I believe at the core of this hesitance to embrace Milo is that it represents a sharp departure from the strategy that the majority of campus libertarians have taken over the past several years, which has been to market libertarianism as fiscally conservative and socially liberal, and therefore more tolerable to call yourself than conservative on campus. This approach plays into the cultural Marxist reality of campuses today and attempts to grow liberty within that framework. The approach was personified by Students for Liberty president Alex McCobin’s embarrassing performance at a CPAC youth outreach panel, calling conservative a “dirty word” and attempting to essentially play into the social stigma argument which the left has so successfully created. When Milo attacks that paradigm he renders that method of recruiting ineffective, so it’s somewhat understandable that there is pushback. That being said, this pushback is completely unwarranted when such amazing gains for the perception of liberty on campus are being made; when we are actually beginning to turn the narrative around and expose to the people that today’s students live under a cultural tyranny. Milo shouldn’t have to adjust his rhetoric to placate these groups – he is fighting this fight more effectively than they are, and they need to learn from what he is doing and adjust accordingly.
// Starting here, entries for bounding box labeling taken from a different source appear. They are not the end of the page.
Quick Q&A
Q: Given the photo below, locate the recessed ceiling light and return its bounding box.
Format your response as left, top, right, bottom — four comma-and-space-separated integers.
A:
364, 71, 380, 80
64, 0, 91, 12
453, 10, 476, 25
To say the response of the liberty movement’s leadership to the Milo phenomenon is disheartening would be a major understatement. It is a response that, unless rapidly corrected, threatens to limit our effectiveness in the fight for liberty on campus and in college towns. It threatens to limit our effectiveness in stopping the spread of the cancer of cultural Marxism, an issue which libertarians need to start becoming far more concerned about going forward. We are libertarians, that means we have a moral obligation to defend liberty. Defending liberty doesn’t stop at the legislative level; in order to have a truly free society, you must also defend a culture of free expression. In order to truly claim the mantle of liberty, you must defend one’s right to state their opinion without being personally harmed for doing so. Campus libertarians have been presented with a choice: attack the cultural Marxism of the left in what’s been proven to be a highly effective manner, or continue to play into their paradigm and try to satisfy qualifications which are fundamentally anti liberty. The choice we must make is clear – the liberty movement must stand steadfast against cultural Marxism and the cultural rot that it brings. I have confidence that we will choose liberty and continue to attack this rancid culture that has permeated our campuses until we have eradicated it for good.